Stream inventory updates in real time with Postgres
With real-time data streaming, companies can gain valuable insights, make data-driven decisions faster, and automate processes that would otherwise require manual intervention.
From monitoring dynamic customer behaviors to processing financial transactions or managing stock levels, real-time streaming allows data to flow continuously between systems and enables instant reactions to events as they happen. This is especially useful in industries such as retail, finance, and adtech, where you need to quickly adapt to new information to maintain a competitive edge.
Postgres, a robust and highly scalable relational database, remains a popular choice for storing and managing structured data. When paired with Redpanda Connect, a powerful streaming tool designed to simplify real-time data flow, businesses can seamlessly bridge the gap between their streaming platforms and Postgres.
This integration enables continuous data ingestion and storage in Postgres, making it accessible for immediate analytics and reporting. For example, in retail, real-time streaming enables dynamic inventory management where stock levels from multiple stores are updated instantly in a centralized system.
In the adtech industry, Redpanda Connect can help power real-time ad targeting by processing user interaction data as it happens to provide immediate feedback for ad campaigns and optimize their performance based on real-time analytics.
This tutorial shows you how to use Redpanda Serverless, Redpanda Connect, and Postgres for real-time data streaming through an example retail app where inventory updates from multiple stores are streamed and stored instantly.
Scenario: Real-time data streaming in retail for inventory updates
Imagine you work for a retail company that’s developing an application to ingest inventory changes from its stores in real time. Your job is to implement a system that ingests the inventory update data (including information such as store, product ID, product name, current stock, and timestamp) from Redpanda Serverless using Redpanda Connect and saves the data to Postgres.
Once the stock level data is available in the Postgres database, the company’s inventory manager can take further actions, such as reordering products and making them available for distribution to stores.
You can find this demo on GitHub.
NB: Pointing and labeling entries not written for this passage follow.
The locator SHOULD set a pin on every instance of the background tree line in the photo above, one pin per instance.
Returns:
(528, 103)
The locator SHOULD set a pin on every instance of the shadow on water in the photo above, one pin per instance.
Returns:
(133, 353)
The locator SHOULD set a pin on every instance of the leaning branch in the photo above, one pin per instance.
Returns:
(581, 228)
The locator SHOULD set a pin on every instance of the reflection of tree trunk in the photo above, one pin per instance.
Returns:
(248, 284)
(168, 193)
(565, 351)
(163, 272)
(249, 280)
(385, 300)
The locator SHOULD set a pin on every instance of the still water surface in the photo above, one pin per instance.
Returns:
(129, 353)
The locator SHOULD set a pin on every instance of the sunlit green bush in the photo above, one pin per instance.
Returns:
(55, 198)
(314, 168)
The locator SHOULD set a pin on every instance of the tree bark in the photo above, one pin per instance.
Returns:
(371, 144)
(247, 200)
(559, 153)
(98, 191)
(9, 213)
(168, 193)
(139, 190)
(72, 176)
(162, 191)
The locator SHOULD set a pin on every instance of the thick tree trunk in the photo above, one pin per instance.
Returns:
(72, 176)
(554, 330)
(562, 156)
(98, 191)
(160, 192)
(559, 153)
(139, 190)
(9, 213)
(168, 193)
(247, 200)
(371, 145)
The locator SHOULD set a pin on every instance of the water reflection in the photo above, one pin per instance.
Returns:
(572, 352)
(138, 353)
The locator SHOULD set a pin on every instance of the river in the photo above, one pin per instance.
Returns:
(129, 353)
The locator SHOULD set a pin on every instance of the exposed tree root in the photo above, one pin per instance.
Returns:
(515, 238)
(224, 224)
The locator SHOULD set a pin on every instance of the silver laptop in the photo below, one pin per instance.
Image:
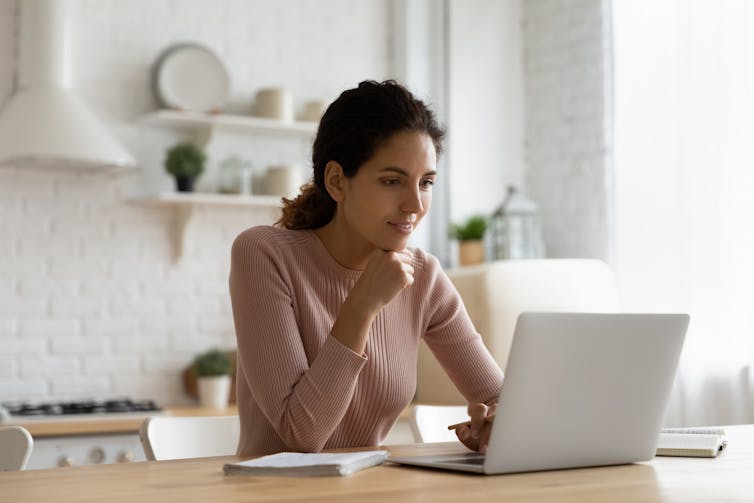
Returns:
(579, 390)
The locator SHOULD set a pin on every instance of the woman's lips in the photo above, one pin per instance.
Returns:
(403, 227)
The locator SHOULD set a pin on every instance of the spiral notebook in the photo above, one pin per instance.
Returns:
(691, 442)
(299, 464)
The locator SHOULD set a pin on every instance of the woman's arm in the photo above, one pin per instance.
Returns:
(303, 401)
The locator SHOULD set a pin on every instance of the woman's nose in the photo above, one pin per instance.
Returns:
(413, 202)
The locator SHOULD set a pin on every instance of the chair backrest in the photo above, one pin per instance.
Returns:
(166, 437)
(429, 423)
(15, 448)
(495, 294)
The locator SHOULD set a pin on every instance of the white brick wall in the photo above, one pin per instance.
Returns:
(567, 56)
(91, 302)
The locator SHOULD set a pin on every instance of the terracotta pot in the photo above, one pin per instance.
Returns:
(471, 252)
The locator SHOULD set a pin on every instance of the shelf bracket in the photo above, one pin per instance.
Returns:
(183, 215)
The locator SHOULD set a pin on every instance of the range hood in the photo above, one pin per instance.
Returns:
(44, 124)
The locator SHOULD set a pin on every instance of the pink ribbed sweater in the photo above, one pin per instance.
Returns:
(300, 389)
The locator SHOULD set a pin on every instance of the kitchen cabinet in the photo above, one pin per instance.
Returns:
(204, 128)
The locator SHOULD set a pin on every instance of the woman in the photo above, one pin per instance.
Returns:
(330, 308)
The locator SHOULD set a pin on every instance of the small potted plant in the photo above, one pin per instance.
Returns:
(185, 161)
(213, 369)
(470, 236)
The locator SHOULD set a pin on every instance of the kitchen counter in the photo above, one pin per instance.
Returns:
(80, 425)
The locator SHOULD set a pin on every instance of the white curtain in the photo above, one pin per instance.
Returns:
(684, 189)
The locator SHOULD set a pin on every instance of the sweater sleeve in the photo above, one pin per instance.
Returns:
(304, 402)
(456, 344)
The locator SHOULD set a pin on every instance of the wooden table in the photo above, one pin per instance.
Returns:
(730, 477)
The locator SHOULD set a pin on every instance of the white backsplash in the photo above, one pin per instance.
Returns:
(91, 302)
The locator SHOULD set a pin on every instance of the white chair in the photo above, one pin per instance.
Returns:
(15, 448)
(495, 294)
(168, 437)
(429, 423)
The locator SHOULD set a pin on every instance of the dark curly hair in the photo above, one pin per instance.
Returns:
(354, 126)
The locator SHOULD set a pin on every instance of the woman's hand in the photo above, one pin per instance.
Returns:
(385, 276)
(476, 433)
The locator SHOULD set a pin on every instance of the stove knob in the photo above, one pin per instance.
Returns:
(66, 461)
(125, 457)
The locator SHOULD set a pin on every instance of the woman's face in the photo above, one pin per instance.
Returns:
(390, 194)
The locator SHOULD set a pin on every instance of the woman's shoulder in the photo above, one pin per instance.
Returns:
(267, 237)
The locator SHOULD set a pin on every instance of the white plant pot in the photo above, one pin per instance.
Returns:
(214, 391)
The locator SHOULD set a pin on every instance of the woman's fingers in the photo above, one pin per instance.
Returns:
(478, 413)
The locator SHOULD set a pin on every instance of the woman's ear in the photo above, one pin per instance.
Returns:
(335, 181)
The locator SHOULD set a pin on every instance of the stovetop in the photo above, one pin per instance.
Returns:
(79, 409)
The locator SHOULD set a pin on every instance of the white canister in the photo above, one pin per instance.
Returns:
(274, 103)
(313, 110)
(214, 391)
(283, 180)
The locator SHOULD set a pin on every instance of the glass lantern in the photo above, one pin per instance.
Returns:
(516, 228)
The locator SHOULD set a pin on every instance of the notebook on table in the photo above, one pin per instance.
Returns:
(580, 389)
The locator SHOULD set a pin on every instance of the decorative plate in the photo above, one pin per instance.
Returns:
(190, 77)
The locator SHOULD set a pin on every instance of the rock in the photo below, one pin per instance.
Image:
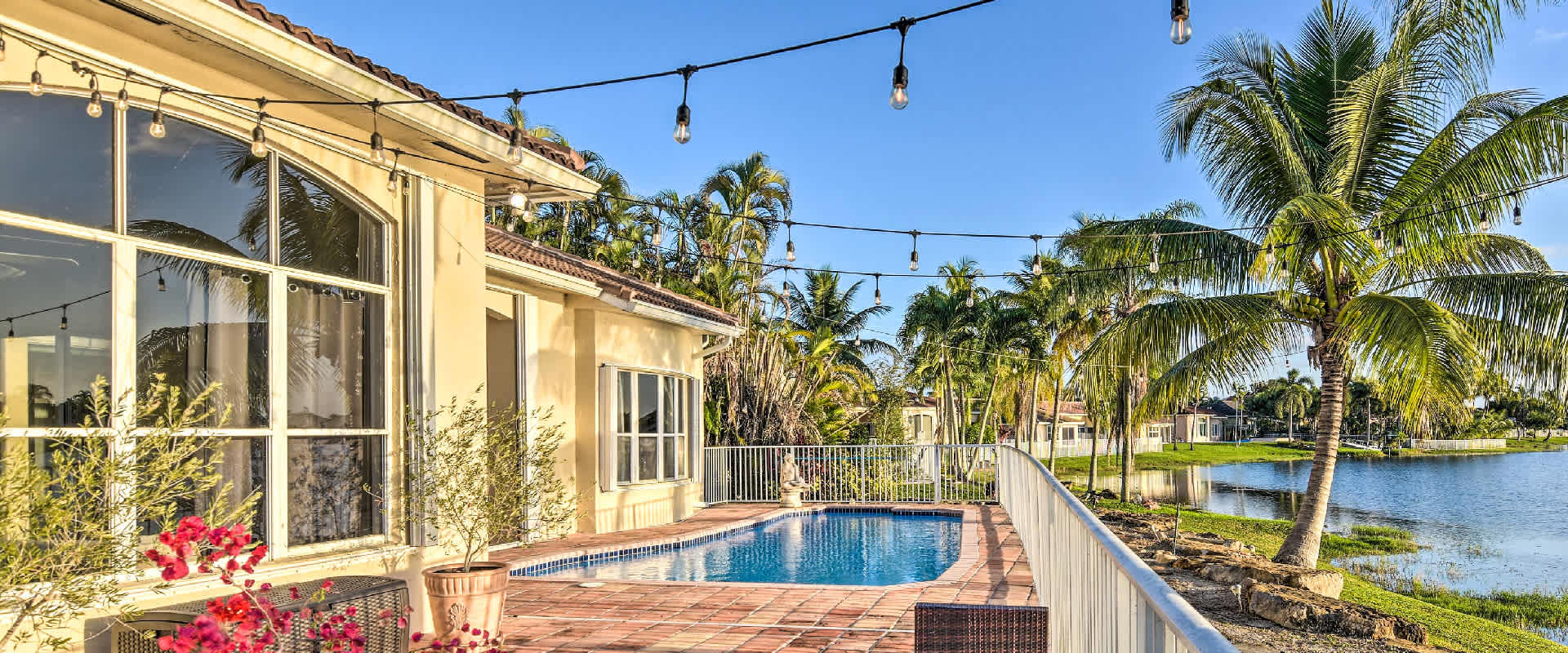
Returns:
(1300, 610)
(1241, 569)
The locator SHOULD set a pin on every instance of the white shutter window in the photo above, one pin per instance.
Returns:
(608, 406)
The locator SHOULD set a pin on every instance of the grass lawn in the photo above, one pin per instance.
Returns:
(1201, 455)
(1446, 627)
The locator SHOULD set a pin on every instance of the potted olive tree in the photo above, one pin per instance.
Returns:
(480, 478)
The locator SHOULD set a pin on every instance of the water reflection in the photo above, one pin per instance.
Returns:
(1487, 522)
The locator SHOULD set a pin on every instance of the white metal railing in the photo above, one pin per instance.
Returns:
(1460, 445)
(1102, 597)
(853, 473)
(1078, 448)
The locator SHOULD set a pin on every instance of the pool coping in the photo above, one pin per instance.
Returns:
(968, 549)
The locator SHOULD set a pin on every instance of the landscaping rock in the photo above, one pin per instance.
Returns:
(1300, 610)
(1321, 581)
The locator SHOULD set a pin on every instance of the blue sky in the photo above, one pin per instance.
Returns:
(1021, 112)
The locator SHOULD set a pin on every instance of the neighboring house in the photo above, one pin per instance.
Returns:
(325, 300)
(920, 419)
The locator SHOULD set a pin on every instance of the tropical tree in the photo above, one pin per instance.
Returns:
(1371, 204)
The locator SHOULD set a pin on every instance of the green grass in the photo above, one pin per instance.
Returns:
(1201, 455)
(1446, 625)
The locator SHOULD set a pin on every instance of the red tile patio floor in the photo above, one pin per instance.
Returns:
(709, 617)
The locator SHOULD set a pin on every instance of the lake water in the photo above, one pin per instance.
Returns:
(1487, 522)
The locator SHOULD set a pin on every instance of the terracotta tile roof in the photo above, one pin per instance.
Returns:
(516, 248)
(554, 153)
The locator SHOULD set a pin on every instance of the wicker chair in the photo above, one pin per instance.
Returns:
(976, 629)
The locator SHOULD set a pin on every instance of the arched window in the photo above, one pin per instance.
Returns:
(245, 271)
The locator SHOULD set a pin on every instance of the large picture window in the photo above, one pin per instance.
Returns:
(649, 426)
(199, 264)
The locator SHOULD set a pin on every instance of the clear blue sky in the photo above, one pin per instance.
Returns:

Here’s a high-level architecture diagram of the required solution:
Prerequisites
You’ll need the following to complete this tutorial:
- Docker Desktop 4.28.0 or above
- The Git client CLI for cloning the project base
- Python 3.9 or above
- A free trial account or existing account on Redpanda Cloud
- Any Postgres client tool of your choice
1. Set up a Redpanda Serverless cluster
Log in to Redpanda Cloud using your account details. On the landing page, click Create cluster to create a Redpanda cluster:
Choose “Serverless” as your cluster type for this tutorial:
With a Serverless cluster, you can focus on application development and don’t need to worry about managing the infrastructure required to run the Redpanda cluster. When you choose this option, you also get instant access to a working Redpanda cluster.
On the next screen, fill in the details for the Serverless cluster. Add a cluster name and set the cloud provider as AWS and the region as us-east-1:
You can either name the cluster anything you like or go ahead with the default name suggested in the Redpanda Cloud portal. Click Create once done.
Once you’re automatically redirected to the cluster overview screen, click the Kafka API tab:
Here, note the Bootstrap server URL details, as you’ll need this information while configuring Redpanda Connect:
Leave this browser page open.
2. Set up a Postgres database
There are various ways to set up a Postgres database. In this tutorial, you’ll use the Docker approach. Open a terminal and execute this command:
docker run -d ^
--name db --rm ^
-p 5434:5432 ^
-e POSTGRES_USER=postgres ^
-e POSTGRES_PASSWORD=P@ssw0rd ^
-e TZ=Asia/Kolkata ^
-e LOGGING_COLLECTOR=on ^
-e LOG_DIRECTORY=/var/log/postgresql ^
-e LOG_MIN_MESSAGES=DEBUG1 ^
-v C:/Postgres/data:/var/lib/postgresql/data ^
-v C:/Postgres/log:/var/log/postgresql ^
postgres:16.3You can change the values of the environment variables and the path for the volume mount according to your needs.
Note: The above
docker runcommand uses^as a line delimiter since the example uses a machine with the Windows operating system. You should use\as the delimiter if your machine is running Linux or macOS.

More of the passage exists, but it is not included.